God did not give us bodies in order to trap us in the lower storey of the universe. Neither does he intend to raise us up to heaven as disembodied minds. Such Platonistic nonsense has no proper place in Christianity.
I have heard the phrase “empty ritual” so many times in my life that I know I confront a cliche when I hear it. The speaker has put no great thought into his/her words. Nor do they understand the most basic gifts of God. Worse still, there is an anti-Semitic component to this phrase. The Old Testament, filled with instructions for the ritual of the Temple, is seen as somehow inferior (by nature) to what is imagined to be a “spiritual” approach in the New Testament. Though the first Passover in historical terms (in Christian understanding) was but a shadow of the eternal Pascha of Christ – the feasts are both quite physical in form. One eats the meat of a lamb in a ritual manner; the other eats the Body and Blood of God in a ritual manner.
For those who think of ritual as “empty ritual,” the argument is with God, not with me. He gave us these forms.
Liturgical actions are not to be done mindlessly, but with deep care and concern. Mishandling the Body and Blood of Christ can get an Orthodox priest deposed from his priesthood, or, at least, suspended for a time as a disciplinary measure. It is a most serious matter. In the same way, the laity is not to approach Christ’s Body and Blood in a nonchalant manner.
The “ritual” aspects carry no inherent value, but instead a discipline and a respect, lest we treat holy things in an unholy manner. Those who despise the outward forms of this great gift are gnostics who are despising Christ’s gift to us. There can be no “drive-through” communions, or lunch bag communions (I’ve heard of both). These are ignorant blasphemies on the part of a people who have been taught that physical things do not matter, only the spiritual.
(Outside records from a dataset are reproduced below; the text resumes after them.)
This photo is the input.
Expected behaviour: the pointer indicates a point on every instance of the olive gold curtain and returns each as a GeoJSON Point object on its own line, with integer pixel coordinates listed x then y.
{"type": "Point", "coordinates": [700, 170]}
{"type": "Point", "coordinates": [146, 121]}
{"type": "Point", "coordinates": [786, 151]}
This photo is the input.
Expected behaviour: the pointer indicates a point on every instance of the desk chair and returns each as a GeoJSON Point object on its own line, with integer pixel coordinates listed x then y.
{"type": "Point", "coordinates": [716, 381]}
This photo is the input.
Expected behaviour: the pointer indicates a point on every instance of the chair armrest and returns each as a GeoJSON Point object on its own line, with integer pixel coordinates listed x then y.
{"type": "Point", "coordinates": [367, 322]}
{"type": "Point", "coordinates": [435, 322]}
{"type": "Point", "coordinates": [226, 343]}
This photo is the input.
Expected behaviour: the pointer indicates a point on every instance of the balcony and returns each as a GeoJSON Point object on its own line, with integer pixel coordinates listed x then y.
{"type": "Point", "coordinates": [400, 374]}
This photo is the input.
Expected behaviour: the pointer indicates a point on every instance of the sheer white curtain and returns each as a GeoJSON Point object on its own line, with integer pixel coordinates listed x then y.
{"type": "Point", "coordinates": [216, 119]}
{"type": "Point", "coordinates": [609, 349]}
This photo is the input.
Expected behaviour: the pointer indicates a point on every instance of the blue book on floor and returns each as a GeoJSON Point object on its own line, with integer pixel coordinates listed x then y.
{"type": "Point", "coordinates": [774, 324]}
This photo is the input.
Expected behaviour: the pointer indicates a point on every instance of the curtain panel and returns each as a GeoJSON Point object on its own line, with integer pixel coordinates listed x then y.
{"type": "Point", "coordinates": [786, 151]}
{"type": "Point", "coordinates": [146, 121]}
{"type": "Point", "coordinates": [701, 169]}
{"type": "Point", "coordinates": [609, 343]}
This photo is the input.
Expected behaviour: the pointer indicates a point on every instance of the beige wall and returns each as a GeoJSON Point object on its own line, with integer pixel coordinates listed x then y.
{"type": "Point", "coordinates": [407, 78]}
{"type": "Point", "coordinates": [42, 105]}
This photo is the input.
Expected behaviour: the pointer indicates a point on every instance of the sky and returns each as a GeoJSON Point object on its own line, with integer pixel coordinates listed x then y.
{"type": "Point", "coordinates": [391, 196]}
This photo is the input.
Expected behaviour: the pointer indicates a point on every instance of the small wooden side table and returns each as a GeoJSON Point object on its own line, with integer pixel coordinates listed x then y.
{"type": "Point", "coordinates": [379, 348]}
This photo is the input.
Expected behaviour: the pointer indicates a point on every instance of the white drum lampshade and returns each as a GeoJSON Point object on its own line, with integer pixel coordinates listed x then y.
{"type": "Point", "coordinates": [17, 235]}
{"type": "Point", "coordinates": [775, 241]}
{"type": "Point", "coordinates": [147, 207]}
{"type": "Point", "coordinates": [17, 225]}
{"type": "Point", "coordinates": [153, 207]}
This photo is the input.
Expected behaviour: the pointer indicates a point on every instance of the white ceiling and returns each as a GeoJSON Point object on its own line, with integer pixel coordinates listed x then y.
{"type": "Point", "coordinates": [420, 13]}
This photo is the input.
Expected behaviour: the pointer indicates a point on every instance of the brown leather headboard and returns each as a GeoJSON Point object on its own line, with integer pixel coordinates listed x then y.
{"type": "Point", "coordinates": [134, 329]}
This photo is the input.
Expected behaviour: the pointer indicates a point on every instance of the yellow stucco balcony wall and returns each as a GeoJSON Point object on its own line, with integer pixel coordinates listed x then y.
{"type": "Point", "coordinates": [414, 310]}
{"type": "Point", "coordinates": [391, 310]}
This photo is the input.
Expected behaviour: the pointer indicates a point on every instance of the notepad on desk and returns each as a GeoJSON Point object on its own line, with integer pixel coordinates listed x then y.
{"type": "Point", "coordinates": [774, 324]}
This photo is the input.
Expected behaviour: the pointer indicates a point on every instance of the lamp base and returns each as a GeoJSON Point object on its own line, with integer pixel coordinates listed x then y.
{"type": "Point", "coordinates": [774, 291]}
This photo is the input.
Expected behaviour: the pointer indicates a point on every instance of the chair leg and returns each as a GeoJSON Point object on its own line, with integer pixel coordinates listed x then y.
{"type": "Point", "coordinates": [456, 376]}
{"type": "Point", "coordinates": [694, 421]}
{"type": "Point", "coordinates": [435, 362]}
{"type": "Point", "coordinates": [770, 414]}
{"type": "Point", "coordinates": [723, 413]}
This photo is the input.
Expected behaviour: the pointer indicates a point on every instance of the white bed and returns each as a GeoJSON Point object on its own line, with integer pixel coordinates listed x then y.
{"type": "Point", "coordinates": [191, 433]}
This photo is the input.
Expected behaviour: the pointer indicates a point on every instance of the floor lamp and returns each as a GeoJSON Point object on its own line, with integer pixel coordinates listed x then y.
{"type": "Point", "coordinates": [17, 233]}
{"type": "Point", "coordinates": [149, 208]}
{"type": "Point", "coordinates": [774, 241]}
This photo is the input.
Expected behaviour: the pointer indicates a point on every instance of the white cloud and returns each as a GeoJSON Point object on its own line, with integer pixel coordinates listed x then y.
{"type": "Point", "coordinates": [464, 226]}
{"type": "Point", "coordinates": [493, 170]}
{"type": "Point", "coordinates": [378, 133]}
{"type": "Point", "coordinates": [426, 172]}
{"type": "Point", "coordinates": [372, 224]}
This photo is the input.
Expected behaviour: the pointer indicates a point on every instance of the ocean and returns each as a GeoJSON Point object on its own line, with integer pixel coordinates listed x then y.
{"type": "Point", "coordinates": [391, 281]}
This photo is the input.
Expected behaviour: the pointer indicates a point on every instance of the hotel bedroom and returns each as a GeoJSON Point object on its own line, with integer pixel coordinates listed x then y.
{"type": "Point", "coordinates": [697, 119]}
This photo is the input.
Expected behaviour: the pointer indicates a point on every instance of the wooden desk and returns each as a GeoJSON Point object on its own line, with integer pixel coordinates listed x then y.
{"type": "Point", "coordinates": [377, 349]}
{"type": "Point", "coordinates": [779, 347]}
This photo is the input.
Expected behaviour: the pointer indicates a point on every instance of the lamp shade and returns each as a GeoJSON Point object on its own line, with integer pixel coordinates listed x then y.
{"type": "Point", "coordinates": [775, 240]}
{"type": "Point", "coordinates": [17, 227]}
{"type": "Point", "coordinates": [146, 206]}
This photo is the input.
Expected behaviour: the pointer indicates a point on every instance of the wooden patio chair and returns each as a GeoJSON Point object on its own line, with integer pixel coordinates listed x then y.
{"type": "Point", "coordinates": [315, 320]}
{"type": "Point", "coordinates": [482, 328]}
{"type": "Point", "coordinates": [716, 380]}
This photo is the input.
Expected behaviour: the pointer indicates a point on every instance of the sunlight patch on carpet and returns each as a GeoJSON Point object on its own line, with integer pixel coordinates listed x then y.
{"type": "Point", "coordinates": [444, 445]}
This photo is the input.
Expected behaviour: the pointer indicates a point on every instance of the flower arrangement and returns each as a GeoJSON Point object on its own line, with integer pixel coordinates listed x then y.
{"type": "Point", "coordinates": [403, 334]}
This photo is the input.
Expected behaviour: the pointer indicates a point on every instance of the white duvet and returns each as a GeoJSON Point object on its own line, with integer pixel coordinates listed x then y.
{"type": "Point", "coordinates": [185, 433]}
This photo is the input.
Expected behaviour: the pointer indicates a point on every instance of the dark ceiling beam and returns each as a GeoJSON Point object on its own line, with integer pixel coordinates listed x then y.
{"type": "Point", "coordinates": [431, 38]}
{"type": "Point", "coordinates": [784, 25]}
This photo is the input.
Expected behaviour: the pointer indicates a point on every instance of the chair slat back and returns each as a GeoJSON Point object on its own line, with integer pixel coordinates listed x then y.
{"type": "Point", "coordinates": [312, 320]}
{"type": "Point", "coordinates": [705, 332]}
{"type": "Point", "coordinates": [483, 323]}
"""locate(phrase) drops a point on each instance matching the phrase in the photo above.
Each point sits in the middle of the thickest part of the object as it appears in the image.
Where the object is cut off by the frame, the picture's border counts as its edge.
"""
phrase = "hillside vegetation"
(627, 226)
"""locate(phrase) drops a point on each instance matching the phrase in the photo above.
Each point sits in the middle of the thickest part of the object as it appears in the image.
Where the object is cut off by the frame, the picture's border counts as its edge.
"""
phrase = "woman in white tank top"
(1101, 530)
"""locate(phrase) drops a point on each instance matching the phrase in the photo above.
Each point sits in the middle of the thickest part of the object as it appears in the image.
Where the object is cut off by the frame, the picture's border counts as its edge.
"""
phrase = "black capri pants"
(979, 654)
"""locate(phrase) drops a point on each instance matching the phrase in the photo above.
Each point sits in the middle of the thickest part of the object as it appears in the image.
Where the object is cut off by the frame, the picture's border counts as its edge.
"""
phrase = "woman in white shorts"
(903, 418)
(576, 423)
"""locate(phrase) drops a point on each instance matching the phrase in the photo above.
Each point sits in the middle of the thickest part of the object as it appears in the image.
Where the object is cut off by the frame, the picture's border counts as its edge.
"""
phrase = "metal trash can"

As a result they do not know the spiritual things of God, only thoughts about spiritual things.
Take, eat. It is a simple commandment. But it gives us what had once been forbidden. It teaches us as well how grace is generally received. It comes to us in cup and spoon, in oil and water, in smoke and fragrance. In the bowing of the head or the prostration of our bodies. It comes to us in our words of forgiveness for another and in the daily rituals of kindness we perform for one another.
God has not made the acquisition of His Life hard for us – unless you despise the simplicity of His method. Those who do may go with Naaman and enjoy the beauty of the rivers in Syria. But do not expect to be healed on your own terms.